Tuesday, February 24, 2009

Starbucks: just add water

Personal note: can you believe this?! (as a coffee lover, I'm appalled by this)

Starbucks: Just add water
Feb 19th 2009
http://www.economist.com/

The ailing giant turns to instant coffee for a pick-me-up

NO ONE can accuse Howard Schultz of inaction since he returned as chief executive of Starbucks, the firm he built into a multinational only to watch it stumble under his successor. Barely a month has gone by over the past year without the firm announcing some new initiative or other. The latest came on February 17th in New York, when Mr Schultz unveiled Via, an instant coffee which, he claims, tastes just as good as Java brewed in the shop by one of the firm’s baristas.

Mr Schultz hopes to win a share of the $17 billion or so the world spends on instant coffee—a product which, he sniffs, has not improved in decades. Starbucks itself has spent 20 years pursuing the holy grail of an instant coffee that tastes as good as the fresh stuff. Don Valencia, the firm’s first head of research and development, who created the blended and frozen frappuccino drinks that earn Starbucks $2 billion a year, could never find a way to scale up an instant formula he had developed at home. When Mr Schultz returned as chief executive, he noticed that there had been some technological advances, allowing finer grinding, for example. So he asked the R&D team to repeat the recently deceased Valencia’s experiments, and found that “we had broken the code”. The name Via is a hat-tip to Valencia—though during development it was known as Jaws (just add water, stir).

Starbucks says it has patents that should prevent competitors from quickly replicating Via, which will go on sale in some American stores next month. The opportunity may, however, be biggest in other countries: in Britain over 80% of coffee sold is instant, compared with just 10% in America.

Assuming Starbucks drinkers decide that Via tastes good, the company will have to get the price right.

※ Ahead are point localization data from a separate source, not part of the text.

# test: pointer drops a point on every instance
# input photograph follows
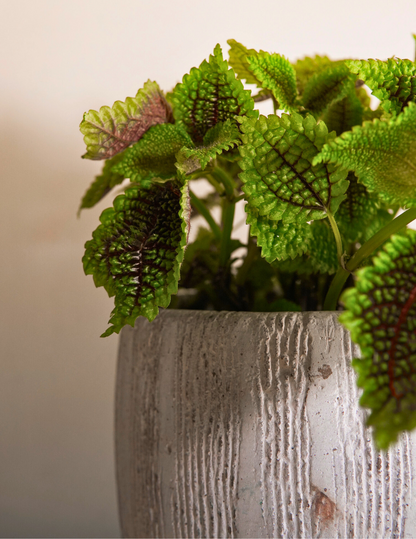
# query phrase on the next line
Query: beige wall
(58, 59)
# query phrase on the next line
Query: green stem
(221, 176)
(203, 210)
(227, 224)
(337, 235)
(251, 256)
(363, 252)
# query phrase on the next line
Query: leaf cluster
(321, 180)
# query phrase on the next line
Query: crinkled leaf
(307, 67)
(239, 63)
(208, 95)
(321, 252)
(382, 154)
(112, 129)
(357, 212)
(279, 178)
(221, 137)
(344, 114)
(393, 81)
(278, 241)
(136, 252)
(154, 156)
(322, 249)
(380, 219)
(381, 316)
(325, 87)
(102, 184)
(276, 74)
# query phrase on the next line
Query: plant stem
(220, 175)
(204, 211)
(363, 252)
(227, 224)
(251, 256)
(337, 235)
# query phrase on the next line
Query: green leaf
(154, 156)
(279, 178)
(208, 95)
(393, 81)
(278, 241)
(276, 74)
(307, 67)
(381, 315)
(381, 218)
(221, 137)
(322, 249)
(112, 129)
(344, 114)
(382, 154)
(239, 63)
(325, 87)
(136, 252)
(102, 184)
(357, 212)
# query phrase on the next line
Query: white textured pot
(247, 425)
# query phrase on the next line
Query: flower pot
(248, 425)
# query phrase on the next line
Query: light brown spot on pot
(325, 371)
(323, 508)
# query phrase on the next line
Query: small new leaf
(382, 154)
(113, 129)
(357, 212)
(276, 74)
(102, 184)
(239, 63)
(322, 89)
(381, 315)
(393, 81)
(279, 178)
(278, 241)
(344, 114)
(221, 137)
(154, 156)
(209, 95)
(307, 67)
(136, 252)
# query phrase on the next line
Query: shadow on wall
(58, 376)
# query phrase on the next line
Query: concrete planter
(247, 425)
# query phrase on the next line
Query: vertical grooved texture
(247, 425)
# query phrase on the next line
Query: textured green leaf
(221, 137)
(239, 63)
(103, 183)
(344, 114)
(381, 218)
(278, 241)
(112, 129)
(393, 81)
(322, 249)
(321, 252)
(381, 315)
(306, 67)
(279, 178)
(382, 154)
(208, 95)
(136, 252)
(357, 212)
(327, 86)
(276, 74)
(154, 156)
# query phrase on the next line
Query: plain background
(58, 59)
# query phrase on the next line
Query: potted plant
(323, 179)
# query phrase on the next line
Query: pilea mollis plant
(324, 180)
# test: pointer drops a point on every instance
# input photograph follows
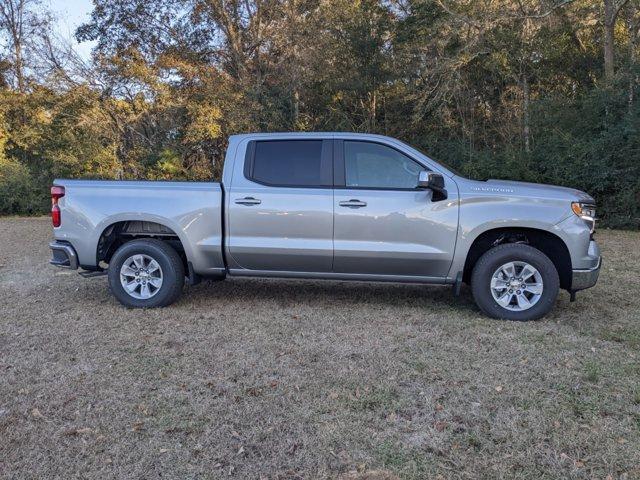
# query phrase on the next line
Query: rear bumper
(63, 255)
(586, 278)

At first, it will come in packets of 12 or 3 individual servings, for 83 and 98 cents a cup respectively. That is much more than other instants, but much less than a cup of coffee at one of Starbucks’ stores. The risk is that the firm’s existing customers may abandon counter service and start making their own cup of instant.

That would encourage them to visit Starbucks less often, a trend that is already gathering pace with the recession. The nickname “Fourbucks” has not helped at a time when consumers have become cost-conscious. For the first time in Starbucks’ history, same-store sales have fallen.
Mr Schultz has had to accelerate the store-closure programme that he had started in order to correct the over-expansion which prompted his return to the helm. To keep customers coming to remaining outlets, he might experiment with discounts such as cheap “combination meals” of a drink and food. He also wants a visit to a Starbucks shop to be a “uniquely uplifting experience”. Improving the smell in stores by changing the cheese used in breakfast sandwiches was a start. But ensuring that staff are enthusiastic will be especially difficult when jobs are disappearing. Mr Schultz remains hostile to unions, but has decided to maintain the firm’s popular health benefits, while cutting his own pay.

Will all this be enough? So far, investors seem sceptical: Starbucks’ share price remains barely a quarter of its all-time high in 2006.